Five Things You Didn’t Know About the Torchbearer Statue

Torchbearer in the FallWork has begun on the renovation of UT’s Circle Park and Torchbearer Plaza.

The park will feature new sidewalks, trees, landscaping, sod, and irrigation systems. The rebuilt plaza will include benches, trees along Volunteer Boulevard, and new retaining walls to highlight the Torchbearer statue.

Since 1968, the Torchbearer—UT’s official symbol—has borne silent witness to the university’s Volunteer Creed: “One that beareth a torch shadoweth oneself to give light to others.”

To mark the beginning of the renovation, here are a few facts that shed some light on the history of the Torchbearer:

The statue was surprisingly controversial

The first design, in 1931, was a middle-aged man with a Greek haircut and a slight paunch, holding a lantern waist-high in his right hand. After complaints, the figure was made much younger and physically fit, with a more neutral haircut. In 1967, after students marched across campus in protest of the design, then–UT president Andy Holt invited them into his office, discussed the project, and agreed to slim down the design, and the statue’s belly, even further. The statue was unveiled and dedicated on April 19, 1968.
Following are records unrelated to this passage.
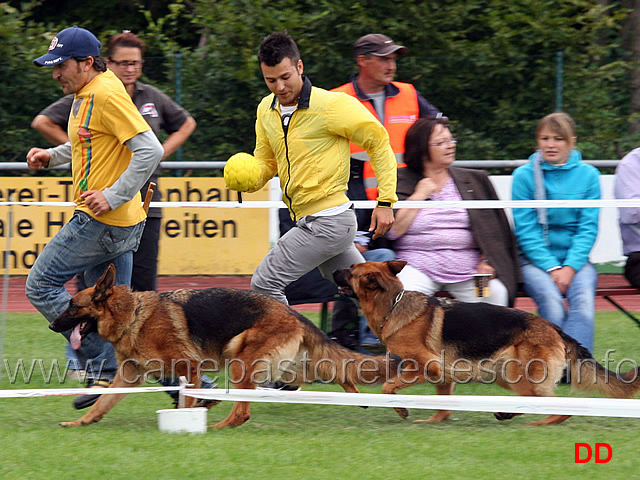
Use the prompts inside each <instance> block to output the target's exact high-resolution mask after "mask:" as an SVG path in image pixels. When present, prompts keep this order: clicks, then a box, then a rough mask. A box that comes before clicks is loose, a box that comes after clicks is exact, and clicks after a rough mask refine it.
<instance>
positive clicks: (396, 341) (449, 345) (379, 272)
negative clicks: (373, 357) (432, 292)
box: [334, 261, 640, 425]
mask: <svg viewBox="0 0 640 480" xmlns="http://www.w3.org/2000/svg"><path fill="white" fill-rule="evenodd" d="M405 265H406V262H404V261H391V262H382V263H378V262H368V263H361V264H357V265H353V266H352V267H351V268H350V269H346V270H338V271H336V272H335V273H334V279H335V280H336V283H337V284H338V285H339V286H340V288H341V289H342V292H343V293H345V294H352V295H355V296H357V298H358V299H359V300H360V305H361V306H362V310H363V313H364V315H365V317H366V318H367V321H368V323H369V326H370V328H371V330H373V331H374V332H375V333H376V335H378V338H380V340H381V341H382V342H383V343H384V344H385V346H386V348H387V351H388V352H389V353H391V354H395V355H397V356H399V357H400V358H401V359H402V366H401V369H400V371H399V374H398V376H397V378H390V379H389V380H387V381H386V382H385V383H384V385H383V387H382V393H396V392H398V391H399V390H401V389H403V388H406V387H408V386H411V385H415V384H417V383H422V382H425V381H429V382H430V383H434V384H435V386H436V391H437V393H438V394H439V395H451V394H452V393H453V391H454V388H455V384H456V383H463V382H468V381H472V380H478V381H481V382H484V383H489V382H490V381H495V382H497V383H498V385H500V386H501V387H503V388H506V389H507V390H511V391H513V392H515V393H517V394H519V395H526V396H545V397H548V396H553V391H554V387H555V385H556V383H557V382H558V381H559V380H560V378H561V377H562V374H563V370H564V368H565V365H566V364H567V363H569V366H570V372H569V373H570V379H571V384H572V386H573V387H575V388H578V389H581V390H587V391H597V392H599V393H600V394H602V395H605V396H609V397H615V398H633V397H635V395H636V393H637V392H638V390H640V377H639V376H638V374H639V369H632V370H630V371H629V372H627V373H625V374H621V375H620V376H619V377H618V376H617V374H616V373H614V372H611V371H609V370H607V369H605V368H604V367H602V366H601V365H599V364H598V363H596V361H595V360H594V359H593V357H592V356H591V354H590V353H589V351H588V350H587V349H585V348H584V347H583V346H582V345H580V344H579V343H578V342H577V341H576V340H574V339H573V338H571V337H570V336H568V335H566V334H565V333H563V332H562V330H560V329H559V328H558V327H556V326H555V325H554V324H552V323H551V322H549V321H547V320H545V319H543V318H541V317H539V316H537V315H534V314H531V313H527V312H523V311H520V310H516V309H513V308H507V307H501V306H495V305H490V304H486V303H464V302H459V301H456V300H452V299H448V298H440V297H430V296H427V295H424V294H422V293H419V292H413V291H405V290H404V289H403V286H402V282H401V281H400V280H399V279H398V278H397V276H396V275H397V274H398V273H399V272H400V271H401V270H402V268H403V267H404V266H405ZM404 365H407V368H410V372H405V370H406V369H403V366H404ZM404 377H406V378H411V381H410V382H408V381H398V380H404ZM396 411H397V412H398V413H399V414H400V416H402V417H404V418H406V417H407V416H408V411H407V410H406V409H402V408H397V409H396ZM450 415H451V412H450V411H448V410H440V411H438V412H437V413H435V414H434V415H433V416H432V417H431V418H429V419H428V420H418V422H421V421H422V422H442V421H444V420H446V419H448V418H449V416H450ZM494 415H495V416H496V418H497V419H498V420H508V419H511V418H513V417H514V416H515V415H520V414H517V413H516V414H511V413H495V414H494ZM569 417H570V415H550V416H548V417H546V418H544V419H542V420H540V421H537V422H533V423H531V425H548V424H558V423H561V422H563V421H565V420H566V419H567V418H569Z"/></svg>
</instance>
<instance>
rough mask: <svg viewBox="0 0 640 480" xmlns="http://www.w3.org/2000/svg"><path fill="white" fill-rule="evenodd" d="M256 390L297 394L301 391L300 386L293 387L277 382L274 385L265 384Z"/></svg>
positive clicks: (272, 384)
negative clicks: (283, 391)
mask: <svg viewBox="0 0 640 480" xmlns="http://www.w3.org/2000/svg"><path fill="white" fill-rule="evenodd" d="M256 390H282V391H285V392H297V391H298V390H300V387H299V386H298V385H291V384H289V383H284V382H281V381H277V382H274V383H263V384H262V385H260V386H259V387H256Z"/></svg>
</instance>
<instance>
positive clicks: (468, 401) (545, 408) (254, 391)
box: [0, 387, 640, 418]
mask: <svg viewBox="0 0 640 480" xmlns="http://www.w3.org/2000/svg"><path fill="white" fill-rule="evenodd" d="M174 390H182V393H183V394H184V395H187V396H191V397H195V398H201V399H208V400H224V401H233V402H238V401H240V402H271V403H299V404H314V405H343V406H370V407H396V408H413V409H429V410H460V411H467V412H508V413H530V414H541V415H543V414H544V415H579V416H593V417H625V418H640V401H638V400H636V399H610V398H572V397H516V396H484V395H457V396H456V395H383V394H379V393H342V392H319V391H298V392H286V391H280V390H246V389H232V390H223V389H213V390H212V389H202V388H201V389H190V388H184V387H137V388H107V389H104V390H100V395H108V394H122V393H124V394H130V393H153V392H167V391H174ZM86 394H90V395H95V394H97V392H96V389H95V388H64V389H30V390H0V398H33V397H60V396H70V395H86Z"/></svg>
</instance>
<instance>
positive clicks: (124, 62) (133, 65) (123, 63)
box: [109, 57, 144, 68]
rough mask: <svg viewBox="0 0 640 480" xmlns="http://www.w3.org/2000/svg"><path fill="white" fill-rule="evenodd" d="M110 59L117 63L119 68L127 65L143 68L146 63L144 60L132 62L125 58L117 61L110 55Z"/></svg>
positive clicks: (133, 66)
mask: <svg viewBox="0 0 640 480" xmlns="http://www.w3.org/2000/svg"><path fill="white" fill-rule="evenodd" d="M109 61H110V62H111V63H115V64H116V66H117V67H119V68H126V67H134V68H142V65H143V64H144V60H134V61H132V62H129V61H127V60H123V61H122V62H117V61H115V60H114V59H113V58H111V57H109Z"/></svg>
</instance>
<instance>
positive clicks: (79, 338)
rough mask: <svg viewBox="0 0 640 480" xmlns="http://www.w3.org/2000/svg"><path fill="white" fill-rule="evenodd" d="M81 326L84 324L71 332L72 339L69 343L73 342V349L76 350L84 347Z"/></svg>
mask: <svg viewBox="0 0 640 480" xmlns="http://www.w3.org/2000/svg"><path fill="white" fill-rule="evenodd" d="M81 325H82V324H81V323H79V324H78V325H76V326H75V327H74V328H73V331H72V332H71V338H69V341H70V342H71V348H73V349H74V350H77V349H79V348H80V345H82V335H80V326H81Z"/></svg>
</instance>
A gas malfunction damaged an early model of the statue

In 1937, graduating seniors wanted to present a three-foot-high version of the statue to the top student in the junior class at the traditional Aloha Oe torch passing ceremony. Sculptor T. Andre Beck prepared a plaster version with a flame attachment built in. Unfortunately, the equipment malfunctioned, destroying the miniature Torchbearer’s outstretched hand.

Long lead time

The Torchbearer was adopted as UT’s official symbol in 1932, but the statue wasn’t erected until 1968. During the interim, six-inch-high desk versions were popular as gifts and awards to students, faculty, staff, and friends of the university.

Heroic proportions

The original design called for a statue standing twenty-six feet tall upon a marble pedestal in a semicircular amphitheater. Today’s statue is nine feet high on a low pedestal at the intersection of Circle Park and Volunteer Boulevard. It weighs 900 pounds.

Not-so-eternal flame

The natural-gas flame shining brightly from the statue’s outstretched torch is designed to burn cleanly and safely in all but the worst weather conditions. However, occasional wind storms have temporarily put out the fire, and campus leaders decided to extinguish the flame for a brief time during the energy crisis of the 1970s.

For safety reasons, the flame has been extinguished as Circle Park and the Torchbearer Plaza are renovated. The project is set to finish by the start of the fall semester.